La mythique « Terra Australis Incognita »
La découverte de la rotondité de la terre avait posé la question de l’équilibre des masses et avait fait naître l’idée qu’il devait exister dans le Sud de l’hémisphère Sud un vaste continent. L’idée de l’existence de cette vaste terre dans l’hémisphère Sud s’était, depuis plusieurs siècles, traduite sous la forme de l’apparition sur les cartes, mappemondes et autres portulans d’une masse continentale imprécise baptisée « Terra Australis Incognita » , autrement dit « terre australe inconnue » . Mais les esprits savants ne situaient pas cette terre inconnue à l’emplacement de l’Australie, mais bien plus au Sud, à des latitudes symétriques à celles de l’Europe.

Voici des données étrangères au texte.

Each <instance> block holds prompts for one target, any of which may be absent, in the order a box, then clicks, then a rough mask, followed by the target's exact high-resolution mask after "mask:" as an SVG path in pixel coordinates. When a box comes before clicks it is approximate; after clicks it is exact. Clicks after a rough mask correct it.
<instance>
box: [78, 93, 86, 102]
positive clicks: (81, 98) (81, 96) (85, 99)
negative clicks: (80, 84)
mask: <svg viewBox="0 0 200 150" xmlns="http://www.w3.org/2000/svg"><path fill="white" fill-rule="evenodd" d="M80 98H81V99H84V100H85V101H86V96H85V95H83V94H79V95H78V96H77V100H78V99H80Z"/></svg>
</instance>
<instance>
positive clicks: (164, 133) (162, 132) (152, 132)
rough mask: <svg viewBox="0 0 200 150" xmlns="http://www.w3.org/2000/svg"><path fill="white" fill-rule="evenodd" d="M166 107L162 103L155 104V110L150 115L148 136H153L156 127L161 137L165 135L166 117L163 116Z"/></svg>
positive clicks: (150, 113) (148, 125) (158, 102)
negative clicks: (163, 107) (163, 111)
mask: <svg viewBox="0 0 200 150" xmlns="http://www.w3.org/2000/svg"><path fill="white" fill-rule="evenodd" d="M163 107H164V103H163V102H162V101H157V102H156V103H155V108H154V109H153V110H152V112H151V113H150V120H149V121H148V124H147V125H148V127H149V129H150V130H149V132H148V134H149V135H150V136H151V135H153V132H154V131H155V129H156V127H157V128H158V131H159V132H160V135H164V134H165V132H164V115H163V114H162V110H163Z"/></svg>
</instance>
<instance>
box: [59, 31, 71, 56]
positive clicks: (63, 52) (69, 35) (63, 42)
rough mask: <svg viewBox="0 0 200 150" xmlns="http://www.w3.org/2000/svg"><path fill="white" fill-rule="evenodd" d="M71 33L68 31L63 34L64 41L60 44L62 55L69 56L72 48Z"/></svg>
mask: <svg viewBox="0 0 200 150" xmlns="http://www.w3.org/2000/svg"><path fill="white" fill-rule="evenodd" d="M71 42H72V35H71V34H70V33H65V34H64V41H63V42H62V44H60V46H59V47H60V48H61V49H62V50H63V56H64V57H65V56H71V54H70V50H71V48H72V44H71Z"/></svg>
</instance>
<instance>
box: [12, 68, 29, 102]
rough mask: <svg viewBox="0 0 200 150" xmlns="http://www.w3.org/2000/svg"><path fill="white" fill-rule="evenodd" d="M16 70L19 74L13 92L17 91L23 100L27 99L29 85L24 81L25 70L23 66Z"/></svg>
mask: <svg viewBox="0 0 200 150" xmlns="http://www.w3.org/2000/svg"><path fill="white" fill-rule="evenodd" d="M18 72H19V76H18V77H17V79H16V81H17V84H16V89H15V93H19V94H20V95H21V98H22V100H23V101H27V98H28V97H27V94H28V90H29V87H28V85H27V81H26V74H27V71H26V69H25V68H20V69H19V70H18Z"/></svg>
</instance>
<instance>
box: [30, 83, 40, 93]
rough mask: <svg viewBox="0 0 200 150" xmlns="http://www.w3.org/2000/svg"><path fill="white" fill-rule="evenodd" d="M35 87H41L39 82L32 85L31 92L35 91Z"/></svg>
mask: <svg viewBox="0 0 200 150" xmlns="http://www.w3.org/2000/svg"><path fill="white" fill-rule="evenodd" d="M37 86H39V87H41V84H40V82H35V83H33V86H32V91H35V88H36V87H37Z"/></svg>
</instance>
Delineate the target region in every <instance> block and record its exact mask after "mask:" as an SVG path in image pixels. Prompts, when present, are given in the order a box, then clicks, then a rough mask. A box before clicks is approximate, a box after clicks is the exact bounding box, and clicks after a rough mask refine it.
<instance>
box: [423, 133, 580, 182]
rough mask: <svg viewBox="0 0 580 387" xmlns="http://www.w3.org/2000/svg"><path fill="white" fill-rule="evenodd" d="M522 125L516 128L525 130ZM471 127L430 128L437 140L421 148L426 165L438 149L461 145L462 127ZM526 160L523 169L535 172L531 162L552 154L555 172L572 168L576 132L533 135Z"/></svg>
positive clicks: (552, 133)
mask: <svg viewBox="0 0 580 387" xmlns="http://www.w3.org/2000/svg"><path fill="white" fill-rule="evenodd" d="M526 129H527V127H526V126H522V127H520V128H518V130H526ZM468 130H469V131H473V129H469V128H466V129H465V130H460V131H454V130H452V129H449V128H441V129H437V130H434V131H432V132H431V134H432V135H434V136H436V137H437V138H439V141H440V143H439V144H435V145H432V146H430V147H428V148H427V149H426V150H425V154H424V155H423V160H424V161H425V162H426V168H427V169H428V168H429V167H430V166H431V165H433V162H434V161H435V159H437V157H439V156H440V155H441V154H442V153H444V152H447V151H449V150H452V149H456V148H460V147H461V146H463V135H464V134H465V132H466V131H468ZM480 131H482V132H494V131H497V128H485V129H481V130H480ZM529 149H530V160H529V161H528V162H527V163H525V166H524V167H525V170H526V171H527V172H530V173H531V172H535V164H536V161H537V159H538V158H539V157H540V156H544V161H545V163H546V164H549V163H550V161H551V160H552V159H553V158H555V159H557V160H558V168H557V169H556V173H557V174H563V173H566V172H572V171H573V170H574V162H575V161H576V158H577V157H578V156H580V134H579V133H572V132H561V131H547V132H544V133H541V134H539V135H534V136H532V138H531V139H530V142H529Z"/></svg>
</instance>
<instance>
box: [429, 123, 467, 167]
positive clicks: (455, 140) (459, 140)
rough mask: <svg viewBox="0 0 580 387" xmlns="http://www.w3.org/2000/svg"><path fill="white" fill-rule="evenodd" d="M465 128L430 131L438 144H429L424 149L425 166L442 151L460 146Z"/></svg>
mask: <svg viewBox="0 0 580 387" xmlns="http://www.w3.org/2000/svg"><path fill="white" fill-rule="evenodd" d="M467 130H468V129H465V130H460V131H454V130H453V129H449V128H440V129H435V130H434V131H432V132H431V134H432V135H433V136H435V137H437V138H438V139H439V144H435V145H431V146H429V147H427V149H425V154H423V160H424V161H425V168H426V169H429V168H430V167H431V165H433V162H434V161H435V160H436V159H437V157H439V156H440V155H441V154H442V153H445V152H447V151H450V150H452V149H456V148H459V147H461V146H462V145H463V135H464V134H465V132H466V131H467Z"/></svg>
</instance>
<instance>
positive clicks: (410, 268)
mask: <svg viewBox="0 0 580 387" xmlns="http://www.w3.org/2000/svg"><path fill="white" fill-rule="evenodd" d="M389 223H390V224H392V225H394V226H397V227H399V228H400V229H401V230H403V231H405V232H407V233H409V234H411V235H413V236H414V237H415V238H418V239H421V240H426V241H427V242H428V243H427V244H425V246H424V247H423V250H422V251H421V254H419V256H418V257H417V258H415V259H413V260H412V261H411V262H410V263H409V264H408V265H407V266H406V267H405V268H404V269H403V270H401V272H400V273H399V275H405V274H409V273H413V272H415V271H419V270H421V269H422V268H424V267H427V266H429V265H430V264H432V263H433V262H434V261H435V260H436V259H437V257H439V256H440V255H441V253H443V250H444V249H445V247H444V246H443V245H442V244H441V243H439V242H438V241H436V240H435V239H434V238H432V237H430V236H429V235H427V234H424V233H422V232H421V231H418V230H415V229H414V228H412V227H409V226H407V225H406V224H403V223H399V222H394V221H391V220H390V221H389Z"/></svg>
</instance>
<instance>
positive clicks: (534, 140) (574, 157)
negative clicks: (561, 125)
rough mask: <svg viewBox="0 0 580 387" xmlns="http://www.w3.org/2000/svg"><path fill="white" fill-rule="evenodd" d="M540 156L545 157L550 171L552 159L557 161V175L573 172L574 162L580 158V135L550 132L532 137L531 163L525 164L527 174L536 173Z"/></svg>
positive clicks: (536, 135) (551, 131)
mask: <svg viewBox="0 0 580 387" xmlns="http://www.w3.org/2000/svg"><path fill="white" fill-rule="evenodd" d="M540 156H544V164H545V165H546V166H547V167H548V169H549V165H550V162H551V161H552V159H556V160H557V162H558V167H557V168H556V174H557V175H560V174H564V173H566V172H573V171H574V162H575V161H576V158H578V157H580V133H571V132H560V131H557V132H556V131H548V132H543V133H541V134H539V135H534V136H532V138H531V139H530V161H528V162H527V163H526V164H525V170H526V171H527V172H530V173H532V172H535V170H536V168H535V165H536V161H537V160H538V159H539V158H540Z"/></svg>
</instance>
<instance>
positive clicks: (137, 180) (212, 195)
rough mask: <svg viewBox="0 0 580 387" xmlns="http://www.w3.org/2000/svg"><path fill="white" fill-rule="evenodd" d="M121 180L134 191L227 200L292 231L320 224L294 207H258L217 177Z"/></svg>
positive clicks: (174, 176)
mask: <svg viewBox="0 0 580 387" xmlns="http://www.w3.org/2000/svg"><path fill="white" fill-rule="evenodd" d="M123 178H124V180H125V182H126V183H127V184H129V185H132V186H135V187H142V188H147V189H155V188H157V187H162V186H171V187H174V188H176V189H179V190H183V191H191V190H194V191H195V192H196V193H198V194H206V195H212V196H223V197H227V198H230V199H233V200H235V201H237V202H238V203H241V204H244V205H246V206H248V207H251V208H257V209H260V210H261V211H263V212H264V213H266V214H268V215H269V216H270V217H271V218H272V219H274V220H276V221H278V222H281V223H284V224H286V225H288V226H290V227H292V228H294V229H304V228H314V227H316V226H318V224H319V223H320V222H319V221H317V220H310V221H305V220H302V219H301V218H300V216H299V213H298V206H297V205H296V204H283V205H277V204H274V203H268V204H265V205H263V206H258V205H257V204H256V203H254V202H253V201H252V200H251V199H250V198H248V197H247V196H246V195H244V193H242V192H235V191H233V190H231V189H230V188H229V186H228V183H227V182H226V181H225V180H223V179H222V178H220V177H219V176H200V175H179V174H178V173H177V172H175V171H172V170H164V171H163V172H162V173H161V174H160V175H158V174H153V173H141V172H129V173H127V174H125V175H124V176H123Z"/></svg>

Les nations qui dominaient précédemment les voyages au long-court, l’Espagne et le Portugal, vont laisser place aux Hollandais, aux Français, aux Anglais, mais également aux Russes.
L’exploration du grand Sud de l’hémisphère Sud devient une composante quasi-constante des explorations du XVIIIe siècle. Le Français Bouvet de Lozier aperçoit des hautes terres enneigées par 56° de latitude Sud en 1739. Son compatriote Marion-Dufresne, en 1772, cingle plein Sud à partir du cap de Bonne-Espérance, sans grand résultat.
L’Anglais James Cook, le 1er janvier 1774, s’aventure à la latitude de 74°10′ jamais atteinte avant lui, frôlant le continent antarctique sans pourtant l’apercevoir.
Il est communément fait l’erreur d’assimiler l’Australie à cette fameuse « Terra Australis Incognita », ce continent sensé équilibrer les masses continentales de la terre. Il n’en est rien. Nous avons vu que l’Australie avait été, depuis le milieu du XVIe siècle, clairement identifiée sous l’appellation de la « Grande Jave ». Or les Européens étaient encore à la recherche de cette « terre australe inconnue » après le milieu du XVIIIe siècle.
La recherche de cette terre inconnue, que le roi de France rêvait de s’approprier et que l’on avait appelée, par anticipation, la « France Ostralle » , était notamment l’une des principales missions de l’expédition de 1771-1772 initialement conduite par le lieutenant de vaisseau Yves de Kerguelen qui amena finalement à la prise de possession de l’Australie par la France par le lieutenant de vaisseau Louis Aléno de Saint Aloüarn.
Ainsi, après que l’île-continent eut été maintes fois rencontrée aux hasards de la navigation au cours des siècles précédents, la fin du XVIIIe siècle allait être le temps des appropriations européennes de l’Australie
Il nous faut mettre ce terme au pluriel car il y eut deux prises de possession de l’Australie à moins de deux ans d’intervalle, l’une par l’Angleterre, l’autre par la France. Comme nous le verrons, cette double prise de possession était justifiée et a résulté de l’ignorance et de la cartographie approximative, voire rudimentaire de la Nouvelle Hollande, dont on disposait à cette époque.